The correct ATG would be this one:
#3. ATG 336 4 213973
The team number I setup for the units I run is the one above, currently, they all should be showing up as the previously mentioned new username "Aaron_Miller" and my stats show twenty some odd work units done under that name, but only 4 active CPU's which doesn't make much sense to me.

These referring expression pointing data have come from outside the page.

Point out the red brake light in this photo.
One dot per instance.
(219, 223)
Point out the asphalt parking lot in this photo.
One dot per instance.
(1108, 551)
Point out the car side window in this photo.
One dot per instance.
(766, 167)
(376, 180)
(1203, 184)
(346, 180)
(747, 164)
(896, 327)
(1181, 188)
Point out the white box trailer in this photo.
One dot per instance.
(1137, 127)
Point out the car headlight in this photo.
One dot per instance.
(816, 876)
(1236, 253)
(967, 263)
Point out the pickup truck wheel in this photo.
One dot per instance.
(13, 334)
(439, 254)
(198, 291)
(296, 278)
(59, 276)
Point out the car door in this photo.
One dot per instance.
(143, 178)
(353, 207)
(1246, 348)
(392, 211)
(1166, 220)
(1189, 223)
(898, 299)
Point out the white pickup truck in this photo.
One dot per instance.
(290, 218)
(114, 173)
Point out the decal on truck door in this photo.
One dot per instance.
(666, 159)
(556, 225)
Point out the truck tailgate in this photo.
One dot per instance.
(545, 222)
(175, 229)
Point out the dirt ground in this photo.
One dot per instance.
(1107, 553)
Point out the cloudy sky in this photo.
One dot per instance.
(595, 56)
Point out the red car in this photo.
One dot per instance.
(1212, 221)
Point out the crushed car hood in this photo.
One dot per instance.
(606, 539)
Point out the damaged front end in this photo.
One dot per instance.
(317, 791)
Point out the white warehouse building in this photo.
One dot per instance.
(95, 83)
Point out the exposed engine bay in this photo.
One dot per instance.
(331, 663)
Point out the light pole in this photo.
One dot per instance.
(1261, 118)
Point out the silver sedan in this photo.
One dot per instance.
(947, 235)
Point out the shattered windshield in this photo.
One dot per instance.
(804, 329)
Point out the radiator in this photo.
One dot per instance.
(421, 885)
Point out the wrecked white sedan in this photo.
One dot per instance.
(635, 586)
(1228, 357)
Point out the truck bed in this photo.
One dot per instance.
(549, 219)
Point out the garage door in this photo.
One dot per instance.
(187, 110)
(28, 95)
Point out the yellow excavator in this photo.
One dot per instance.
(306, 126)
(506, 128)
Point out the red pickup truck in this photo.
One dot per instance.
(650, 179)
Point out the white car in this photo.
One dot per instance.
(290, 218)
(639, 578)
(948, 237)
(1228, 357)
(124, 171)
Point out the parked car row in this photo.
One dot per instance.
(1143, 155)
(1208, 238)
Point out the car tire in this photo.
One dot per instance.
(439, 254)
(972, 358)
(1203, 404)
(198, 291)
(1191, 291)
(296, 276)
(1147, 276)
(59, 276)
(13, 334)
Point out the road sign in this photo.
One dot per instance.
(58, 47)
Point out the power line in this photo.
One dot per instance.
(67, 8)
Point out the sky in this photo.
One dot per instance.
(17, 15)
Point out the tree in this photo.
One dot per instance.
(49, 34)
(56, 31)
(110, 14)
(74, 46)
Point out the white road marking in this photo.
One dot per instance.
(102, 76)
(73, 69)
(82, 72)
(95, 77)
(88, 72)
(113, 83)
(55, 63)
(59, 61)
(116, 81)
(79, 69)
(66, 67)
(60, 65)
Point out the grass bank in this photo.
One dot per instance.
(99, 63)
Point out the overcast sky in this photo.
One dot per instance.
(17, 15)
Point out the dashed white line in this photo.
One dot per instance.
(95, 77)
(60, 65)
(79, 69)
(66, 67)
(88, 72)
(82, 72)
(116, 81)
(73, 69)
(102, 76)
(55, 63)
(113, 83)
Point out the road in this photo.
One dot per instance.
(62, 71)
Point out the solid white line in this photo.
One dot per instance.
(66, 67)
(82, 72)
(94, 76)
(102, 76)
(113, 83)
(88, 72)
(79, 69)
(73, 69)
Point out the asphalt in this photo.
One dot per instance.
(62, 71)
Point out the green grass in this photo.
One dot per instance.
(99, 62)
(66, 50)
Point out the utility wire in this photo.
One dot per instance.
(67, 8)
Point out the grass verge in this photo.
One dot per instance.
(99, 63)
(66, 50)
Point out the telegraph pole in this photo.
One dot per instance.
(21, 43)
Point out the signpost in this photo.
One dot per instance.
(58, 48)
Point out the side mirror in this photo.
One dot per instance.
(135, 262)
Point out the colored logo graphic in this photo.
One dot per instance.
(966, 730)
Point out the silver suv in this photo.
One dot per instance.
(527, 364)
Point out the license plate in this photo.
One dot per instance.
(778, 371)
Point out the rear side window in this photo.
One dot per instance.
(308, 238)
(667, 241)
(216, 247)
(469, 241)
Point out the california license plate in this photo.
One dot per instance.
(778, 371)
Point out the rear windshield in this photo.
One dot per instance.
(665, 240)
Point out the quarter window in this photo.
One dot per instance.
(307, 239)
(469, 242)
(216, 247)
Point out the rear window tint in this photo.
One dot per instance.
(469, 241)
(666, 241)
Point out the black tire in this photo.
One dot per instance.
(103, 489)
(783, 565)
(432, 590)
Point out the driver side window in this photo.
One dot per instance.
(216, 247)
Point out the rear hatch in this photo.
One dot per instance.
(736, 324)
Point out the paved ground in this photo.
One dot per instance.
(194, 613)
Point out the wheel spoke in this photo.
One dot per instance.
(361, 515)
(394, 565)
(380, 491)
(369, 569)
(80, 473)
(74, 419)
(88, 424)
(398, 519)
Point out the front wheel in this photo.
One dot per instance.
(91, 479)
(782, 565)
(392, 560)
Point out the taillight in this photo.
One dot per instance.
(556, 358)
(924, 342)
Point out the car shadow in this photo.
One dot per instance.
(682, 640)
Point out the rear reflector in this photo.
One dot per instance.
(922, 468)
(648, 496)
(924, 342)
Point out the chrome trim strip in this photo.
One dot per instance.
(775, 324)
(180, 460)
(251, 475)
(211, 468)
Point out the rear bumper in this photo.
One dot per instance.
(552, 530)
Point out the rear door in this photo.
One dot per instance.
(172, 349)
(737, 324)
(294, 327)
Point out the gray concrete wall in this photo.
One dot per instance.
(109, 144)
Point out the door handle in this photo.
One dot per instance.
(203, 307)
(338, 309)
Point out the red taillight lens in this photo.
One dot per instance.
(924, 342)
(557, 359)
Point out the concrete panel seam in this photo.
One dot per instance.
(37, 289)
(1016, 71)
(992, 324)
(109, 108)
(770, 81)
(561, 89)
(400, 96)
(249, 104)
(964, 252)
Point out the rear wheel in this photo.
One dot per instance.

Now in the logs, I see a bunch of progress, ending in completion and a sleep cycle, are those individual sections of a PRCG group? or are those individual work units? I think I may be confusing myself here. I could also grab all the logs and send them to you in a pm or something if it comes to that, although I'm sure you've got plenty to do any may not have the time to pick through my 7 log files. I would like to try to make your job easier in identifying the crossed wires here. Thanks again for the help.
Re: My Beowulf cluster
Posted: Sat Dec 31, 2011 3:14 am
by bruce
I don't need anything in a PM (since you already said "Aaron_Miller"). It should be noted that as each machine completes a WU, it should be counted under the new name and depending on the hardware and the exact assignment, that time can vary. The new UserName will need to complete 10 bonus WUs before it's eligible for a bonus.
Re: My Beowulf cluster
Posted: Sat Dec 31, 2011 3:58 am
by ATG
Oh I wasn't aware of the bonus system. By the way, I wanted to know what the suggestion was when it came to size of work units. The info on the systems are as follows:
I haven't taken them apart in a while, so I can't tell you exactly what's in them in terms of hardware.
beowulf0:
AMD semperon at ~2 gigahertz
691mb RAM (DDR2)
beowulf1:
AMD athlon 2400 at ~2 gigahertz
1010mb RAM (DDR2)
beowulf2:
Pentium II or similar (probably) ~1 gigahertz
256mb RAM (DDR)
beowulf3
Pentium II or similar at ~700 megahertz (the oldest unit lol)
192mb RAM (SDRAM)
beowulf4
Pentium IV at ~ 3 gigahertz
512mb RAM (DDR)
beowulf5
Pentium IV at ~3 gigahertz
256mb RAM (DDR)
beowulf6
Pentium IV at ~3 gigahertz
256mb RAM (DDR)
Kind of lame in terms of new computers, but perfectly acceptable for running one client on each system. I have some parts I've been meaning to throw in these units to spruce them up a little. So perhaps those RAM numbers will change.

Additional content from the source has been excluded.